Lavon’s head was spinning. “Para, I had no notion that you people were philosophers.”

“The protos are old,” Shar said. He had again turned to look out the window, his hands locked behind his back. “They aren’t philosophers, Lavon, but they are remorseless logicians. Listen to Para.”

“To this reasoning there could be but one outcome,” the Para said. “Our strange ally, Man, was like nothing else in this universe. He was and is unfitted for it. He does not belong here; he has been—adopted. This drives us to think that there are other universes besides this one, but where these universes might lie, and what their properties might be, it is impossible to imagine. We have no imagination, as men know.”

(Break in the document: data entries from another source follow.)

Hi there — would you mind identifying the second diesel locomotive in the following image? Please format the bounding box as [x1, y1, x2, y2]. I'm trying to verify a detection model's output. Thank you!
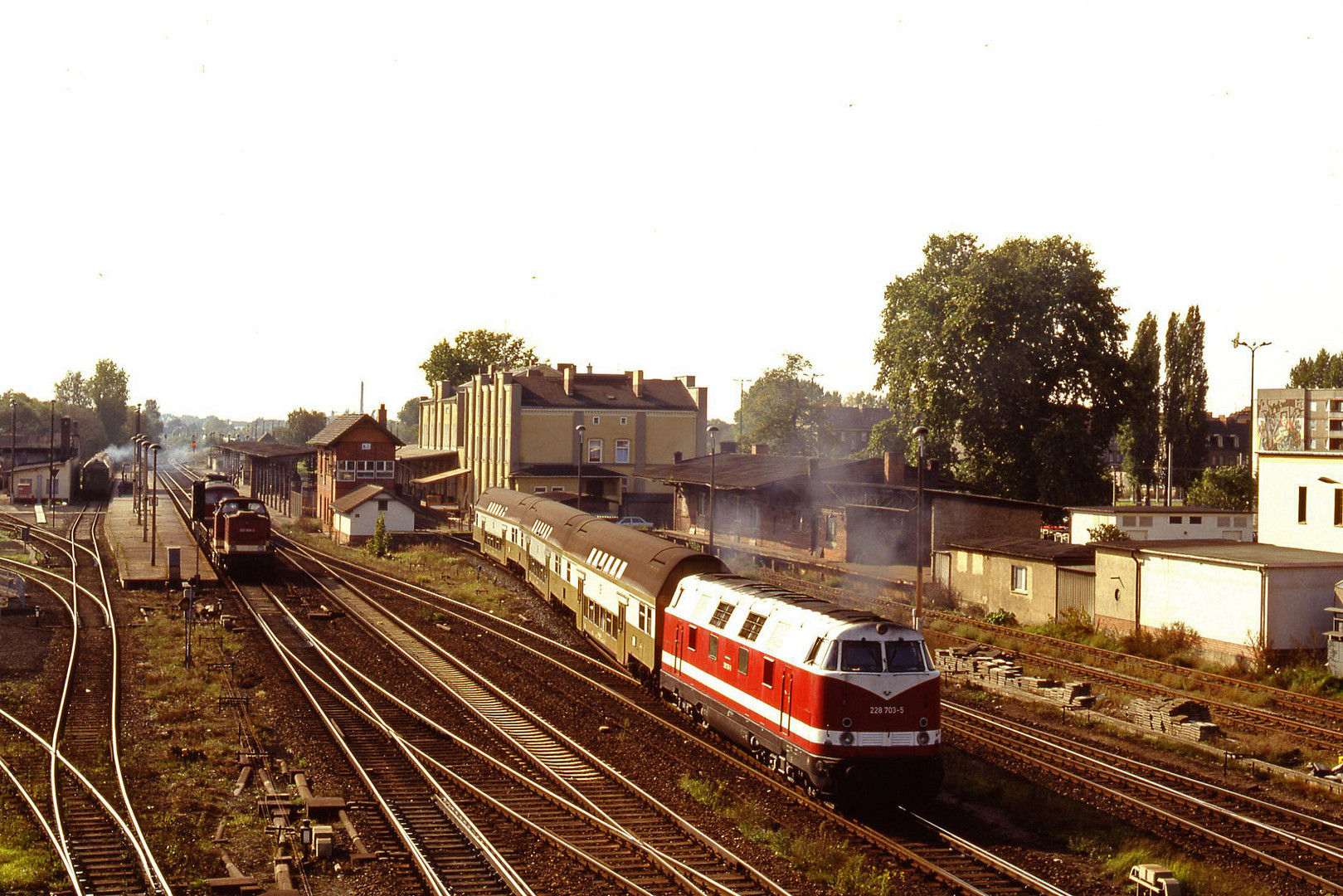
[191, 478, 273, 567]
[473, 489, 942, 802]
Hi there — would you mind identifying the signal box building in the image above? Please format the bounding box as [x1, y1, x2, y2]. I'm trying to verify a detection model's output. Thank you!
[308, 404, 403, 532]
[1068, 504, 1254, 544]
[419, 364, 708, 525]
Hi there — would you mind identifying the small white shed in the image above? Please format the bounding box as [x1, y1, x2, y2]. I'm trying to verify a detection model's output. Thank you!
[1096, 540, 1343, 658]
[332, 485, 415, 544]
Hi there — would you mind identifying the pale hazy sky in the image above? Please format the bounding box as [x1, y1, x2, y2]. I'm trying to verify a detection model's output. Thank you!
[0, 2, 1343, 419]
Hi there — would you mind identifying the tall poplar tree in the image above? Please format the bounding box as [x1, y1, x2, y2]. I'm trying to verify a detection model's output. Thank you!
[1161, 305, 1207, 488]
[1119, 312, 1161, 499]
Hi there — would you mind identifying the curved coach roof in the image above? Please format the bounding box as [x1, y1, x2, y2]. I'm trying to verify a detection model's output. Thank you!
[478, 488, 727, 595]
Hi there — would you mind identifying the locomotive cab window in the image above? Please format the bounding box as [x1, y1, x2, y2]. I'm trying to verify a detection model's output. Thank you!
[887, 640, 927, 672]
[839, 640, 881, 672]
[709, 601, 732, 629]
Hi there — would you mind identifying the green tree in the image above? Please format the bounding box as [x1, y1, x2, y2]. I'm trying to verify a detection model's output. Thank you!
[275, 407, 326, 445]
[89, 358, 129, 445]
[139, 397, 164, 442]
[56, 371, 93, 407]
[421, 329, 536, 386]
[1287, 348, 1343, 388]
[1185, 466, 1258, 514]
[397, 397, 419, 445]
[873, 234, 1126, 504]
[365, 514, 387, 558]
[1119, 312, 1161, 499]
[1161, 305, 1207, 488]
[737, 353, 839, 457]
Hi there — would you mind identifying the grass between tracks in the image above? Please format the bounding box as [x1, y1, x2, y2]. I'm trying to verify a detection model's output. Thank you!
[677, 774, 915, 896]
[122, 608, 263, 887]
[0, 742, 66, 894]
[284, 527, 532, 622]
[943, 750, 1274, 896]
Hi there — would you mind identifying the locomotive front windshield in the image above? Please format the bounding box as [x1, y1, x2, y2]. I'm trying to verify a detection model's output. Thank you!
[820, 640, 928, 673]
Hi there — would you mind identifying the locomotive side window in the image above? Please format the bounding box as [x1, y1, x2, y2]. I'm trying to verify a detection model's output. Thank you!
[887, 640, 927, 672]
[803, 638, 820, 662]
[709, 601, 732, 629]
[839, 640, 881, 672]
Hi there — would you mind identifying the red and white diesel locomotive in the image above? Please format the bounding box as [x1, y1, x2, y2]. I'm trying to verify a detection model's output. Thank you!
[473, 489, 942, 803]
[191, 478, 273, 567]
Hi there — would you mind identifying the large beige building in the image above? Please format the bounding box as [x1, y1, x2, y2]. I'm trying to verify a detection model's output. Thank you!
[421, 364, 708, 519]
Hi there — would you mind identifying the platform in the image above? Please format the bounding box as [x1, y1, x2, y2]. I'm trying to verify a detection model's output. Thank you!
[104, 489, 219, 588]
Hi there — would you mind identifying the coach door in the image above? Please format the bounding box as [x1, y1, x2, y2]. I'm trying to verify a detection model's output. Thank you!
[779, 668, 792, 735]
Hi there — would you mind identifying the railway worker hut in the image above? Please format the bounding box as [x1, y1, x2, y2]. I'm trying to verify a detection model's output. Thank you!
[937, 538, 1096, 625]
[308, 404, 404, 534]
[332, 485, 415, 545]
[1091, 538, 1343, 661]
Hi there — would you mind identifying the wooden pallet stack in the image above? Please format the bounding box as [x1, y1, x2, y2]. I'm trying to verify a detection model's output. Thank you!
[1128, 697, 1221, 743]
[936, 645, 1096, 709]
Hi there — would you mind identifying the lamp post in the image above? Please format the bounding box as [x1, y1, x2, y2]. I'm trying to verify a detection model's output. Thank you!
[9, 399, 19, 504]
[573, 423, 587, 510]
[1232, 334, 1273, 467]
[149, 442, 163, 566]
[47, 399, 56, 510]
[705, 426, 718, 553]
[913, 426, 928, 629]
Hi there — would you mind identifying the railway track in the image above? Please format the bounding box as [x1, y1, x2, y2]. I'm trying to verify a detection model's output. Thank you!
[7, 508, 172, 894]
[943, 701, 1343, 894]
[280, 532, 1065, 894]
[260, 550, 784, 896]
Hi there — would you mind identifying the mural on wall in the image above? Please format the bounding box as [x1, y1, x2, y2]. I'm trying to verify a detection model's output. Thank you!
[1258, 399, 1306, 451]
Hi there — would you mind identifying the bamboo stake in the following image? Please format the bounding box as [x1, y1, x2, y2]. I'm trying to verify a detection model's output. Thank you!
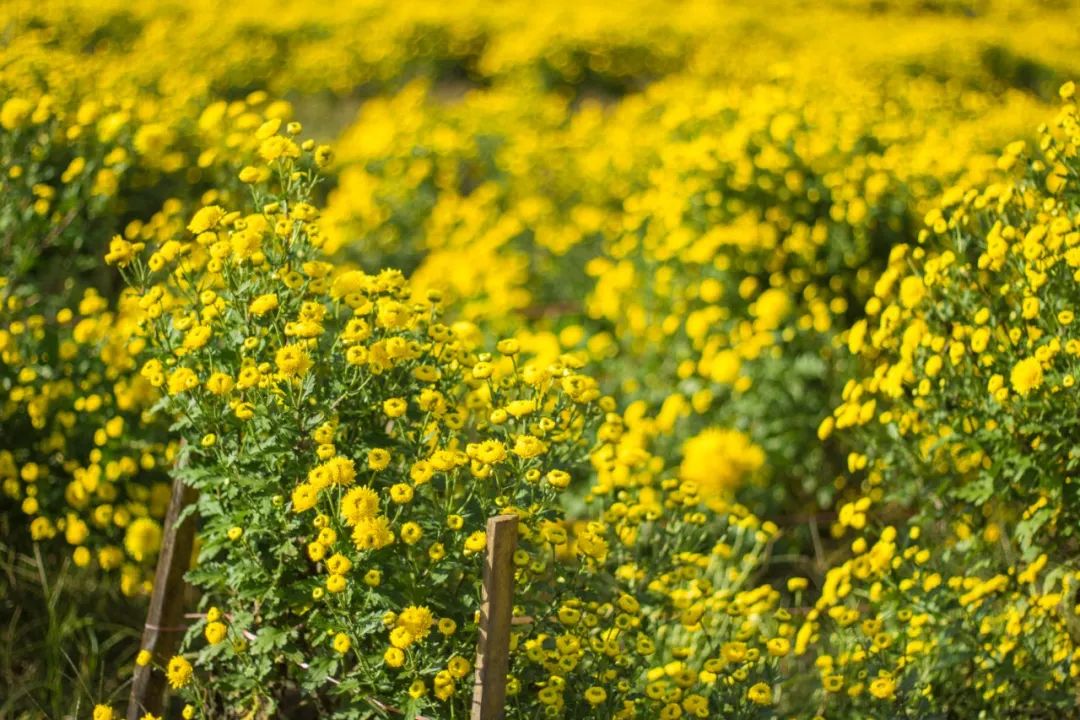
[127, 470, 197, 720]
[471, 515, 517, 720]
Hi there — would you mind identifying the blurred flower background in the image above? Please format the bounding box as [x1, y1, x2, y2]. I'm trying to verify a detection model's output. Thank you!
[0, 0, 1080, 720]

Was the creature being ironic? Lavon could not tell. He said slowly: “Other universes? How could that be true?”

“We do not know,” the Para’s uninfected voice hummed.

Shar had resumed sitting on the window sill, clasping his knees, watching the come and go of dim shapes in the lighted gulf. “It is quite true,” he said. “What is written on the plates makes it plain. I’ll tell you what they say.

“We were made, Lavon. We were made by men who were not as we are, but men who were our ancestors all the same. They were caught in some disaster, and they made us, and put us here in our universe—so that, even though they had to die, the race of men would live.”

Lavon surged up from the woven spyrogyra mat upon which he had been sitting. “You must think I’m a fool!”

“No. You’re our Lavon; you have a right to know the facts. Make what you like of them.” Shar swung his webbed toes back into the chamber. “What I’ve told you may be hard to believe, but it seems to be so; what Para says backs it up. Out unfitness to live here is self-evident:

“The past four Shars discovered that we won’t get any farther in our studies until we learn how to control heat. We’ve produced enough heat chemically to show that even the water around us changes when the temperature gets high enough. But there we’re stopped.”

“Why?”

“Because heat produced in open water is carried off as rapidly as it’s produced. Once we tried to enclose that heat, and we blew up a whole tube of the castle and killed everything in range; the shock was terrible. We measured the pressures that were involved in that explosion, and we discovered that no substance we know could have resisted them. Theory suggests some stronger substances— but we need heat to form them!